Al Salone, per il futuro del Libro
Un sorprendente ottimismo, questa la chiave di “Libri controvento”, incontro organizzato da Pagine Ebraiche nel giorno in cui si inaugura il Salone internazionale del libro di Torino. Gian Arturo Ferrari, che in passato è stato numero uno della Mondadori libri e presidente del Cepell, il Centro per il libro e per la lettura, non ha dubbi: “Il libro, come forma culturale, sopravviverà”. Incalzati da Guido Vitale, direttore dei dipartimenti Informazione e Cultura dell’Unione delle Comunità Ebraiche Italiane e direttore del giornale dell’ebraismo italiano, sia Ferrari che Massimiliano Schiozzi, editore in Trieste, hanno sostenuto come il valore del libro non stia solo nel testo, che è comunque una modalità in grande espansione.
“Era stato pronosticato che la cultura dell’immagine avrebbe totalmente soppiantato la scrittura – ha spiegato Ferrari – invece non si è mai scritto tanto come nel novecento. Non solo testi, ma messaggi, mail, blog… sono tutte forme di scrittura, solo non sappiamo ancora quale forma prenderanno. Anche l’introduzione della stampa ha completamente stravolto il mondo dei lettori: praticamente tutto quello che era stato scritto dagli amanuensi a partire dalla rivoluzione messa in atto da Gutenberg è stato rapidamente portato nei libri a stampa. Ogni nuovo mezzo porta con sé nuove opportunità, ma serve del tempo per capire come utilizzarle”.

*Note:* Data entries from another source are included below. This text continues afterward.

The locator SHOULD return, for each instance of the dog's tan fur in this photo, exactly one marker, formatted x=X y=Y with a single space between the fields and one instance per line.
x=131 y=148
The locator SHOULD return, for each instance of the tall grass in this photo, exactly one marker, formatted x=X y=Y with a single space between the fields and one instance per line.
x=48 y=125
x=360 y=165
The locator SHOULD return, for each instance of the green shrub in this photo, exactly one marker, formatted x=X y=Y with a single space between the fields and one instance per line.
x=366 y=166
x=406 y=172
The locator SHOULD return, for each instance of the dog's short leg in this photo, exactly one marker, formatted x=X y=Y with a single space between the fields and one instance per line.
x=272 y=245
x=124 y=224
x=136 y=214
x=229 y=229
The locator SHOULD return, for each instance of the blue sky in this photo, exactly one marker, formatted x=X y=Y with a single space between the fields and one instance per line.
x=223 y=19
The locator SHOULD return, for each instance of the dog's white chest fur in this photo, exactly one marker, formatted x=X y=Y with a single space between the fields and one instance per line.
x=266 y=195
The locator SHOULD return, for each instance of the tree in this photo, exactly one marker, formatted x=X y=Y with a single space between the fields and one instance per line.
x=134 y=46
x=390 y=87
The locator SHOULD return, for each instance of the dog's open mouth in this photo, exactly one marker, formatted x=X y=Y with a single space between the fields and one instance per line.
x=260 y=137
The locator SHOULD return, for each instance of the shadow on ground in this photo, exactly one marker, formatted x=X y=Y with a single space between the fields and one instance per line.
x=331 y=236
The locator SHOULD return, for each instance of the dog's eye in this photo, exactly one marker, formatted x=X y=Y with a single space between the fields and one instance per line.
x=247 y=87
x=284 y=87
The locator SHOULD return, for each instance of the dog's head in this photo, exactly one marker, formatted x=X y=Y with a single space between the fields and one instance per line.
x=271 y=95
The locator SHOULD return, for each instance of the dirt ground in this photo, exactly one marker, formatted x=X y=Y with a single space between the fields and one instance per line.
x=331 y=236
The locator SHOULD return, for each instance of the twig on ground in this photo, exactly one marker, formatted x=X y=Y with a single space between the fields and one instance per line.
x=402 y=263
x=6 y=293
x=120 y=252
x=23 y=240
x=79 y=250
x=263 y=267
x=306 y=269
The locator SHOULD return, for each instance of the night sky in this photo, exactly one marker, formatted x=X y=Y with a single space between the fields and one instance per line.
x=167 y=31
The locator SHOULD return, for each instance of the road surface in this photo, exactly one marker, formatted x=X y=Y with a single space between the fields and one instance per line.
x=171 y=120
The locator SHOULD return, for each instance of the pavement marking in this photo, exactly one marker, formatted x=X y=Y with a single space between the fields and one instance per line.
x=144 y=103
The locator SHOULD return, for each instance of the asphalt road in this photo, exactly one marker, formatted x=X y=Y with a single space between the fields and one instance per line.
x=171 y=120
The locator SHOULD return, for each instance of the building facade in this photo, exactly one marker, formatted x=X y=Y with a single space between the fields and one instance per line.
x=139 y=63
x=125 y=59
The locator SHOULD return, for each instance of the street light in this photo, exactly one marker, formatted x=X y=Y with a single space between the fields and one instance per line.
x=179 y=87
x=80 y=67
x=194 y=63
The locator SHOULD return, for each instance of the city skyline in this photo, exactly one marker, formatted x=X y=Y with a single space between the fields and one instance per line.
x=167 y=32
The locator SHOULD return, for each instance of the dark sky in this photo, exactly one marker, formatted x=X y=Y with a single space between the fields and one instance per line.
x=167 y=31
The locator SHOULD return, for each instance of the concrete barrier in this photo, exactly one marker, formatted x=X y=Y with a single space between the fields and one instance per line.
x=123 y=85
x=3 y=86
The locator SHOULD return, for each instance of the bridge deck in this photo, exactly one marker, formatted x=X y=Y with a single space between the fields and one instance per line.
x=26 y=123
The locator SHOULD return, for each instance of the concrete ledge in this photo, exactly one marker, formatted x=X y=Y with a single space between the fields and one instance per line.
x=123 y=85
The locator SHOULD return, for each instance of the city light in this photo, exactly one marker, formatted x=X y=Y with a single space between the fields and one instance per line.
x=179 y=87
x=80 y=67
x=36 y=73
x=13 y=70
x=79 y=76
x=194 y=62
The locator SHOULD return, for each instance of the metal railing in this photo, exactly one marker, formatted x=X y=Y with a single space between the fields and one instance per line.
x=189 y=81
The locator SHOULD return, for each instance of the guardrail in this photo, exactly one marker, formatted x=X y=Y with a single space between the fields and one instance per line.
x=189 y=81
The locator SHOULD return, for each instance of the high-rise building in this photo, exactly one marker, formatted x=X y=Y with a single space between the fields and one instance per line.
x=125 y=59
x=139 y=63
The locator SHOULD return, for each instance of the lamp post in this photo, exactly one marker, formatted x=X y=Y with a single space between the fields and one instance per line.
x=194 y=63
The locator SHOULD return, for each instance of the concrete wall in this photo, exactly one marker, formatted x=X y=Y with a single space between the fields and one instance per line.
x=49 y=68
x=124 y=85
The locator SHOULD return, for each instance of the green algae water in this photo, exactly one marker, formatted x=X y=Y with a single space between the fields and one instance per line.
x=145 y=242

Il suo interesse per il mondo dei libri, ha raccontato, è nato durante gli anni del liceo, fatto allo storico Berchet di Milano, quando ne era preside Josef Colombo. “Il preside ebbe una grande influenza sulle mie scelte: mio padre mi avrebbe voluto ingegnere, ma la mia decisione di studiare lettere classiche derivò moltissimo dall’influsso degli insegnanti straordinari che aveva raccolto Colombo intorno a sé”.
Ci sono tre elementi da prendere in considerazione, quando si parla di crisi dell’editoria: la crisi economica profonda, la più grave del dopoguerra, un cambiamento generale delle modalità di espressione culturale, legato anche alla nascita novecentesca del concetto stesso di tempo libero – che però era prima dedicato alla lettura ed è poi stato invece consacrato prevalentemente alla televisione – e il cambiamento della fisicità del libro.
Massimiliano Schiozzi, uno dei soci fondatori di Comunicarte Edizioni, ha raccontato come molti autori gli propongano i propri scritti dicendo “ho scritto un libro”. Quasi come se fosse una medaglia da appuntarsi al petto. Mentre la distinzione fra un testo e un libro è nettissima. L’ultimo volume pubblicato, una raccolta di poesie di Srecko Kosovel, racchiude in sé molti di questi principi: si tratta di un libro piccolo, il cui formato, 111 per 111 millimetri, gioca con le idee del costruttivismo, così come fanno anche le illustrazioni, di Eduard Stepancic, e le traduzioni sono in rima. Un volume particolare, che può esistere solo come libro. In versione digitale sarebbe tutt’altra cosa.
“Ma ovviamente utilizziamo tutte le tecnologie più moderne, non abbiamo una visione luddista. Ma un libro è un’altra cosa.”
Ferrari, raccontando del suo ultimo libro, che si intitola semplicemente Libro, appena pubblicato da Bollati Boringhieri, ha anche analizzato vari esempi di come i cambiamenti e le mutazioni di forma abbiamo portato a trasformazioni che oggi diamo per scontate ma che in passato sono sembrate drammatiche e rivoluzionarie, usando un efficace paragone: “Sappiamo tutti che gli aerei viaggiano più veloci, ma non abbiamo smesso di usare i treni, anzi! Ogni libro è un modo per riordinare l’universo, ogni libro è una conquista, la conquista di qualcosa di compiuto. Non è un testo, è una cosa diversa. Il libro ha significato una conquista, la conquista di qualcosa di compiuto, un libro non è un testo, è una cosa diversa. Tutte le volte che si vogliono dire cose importanti… si fa un libro.”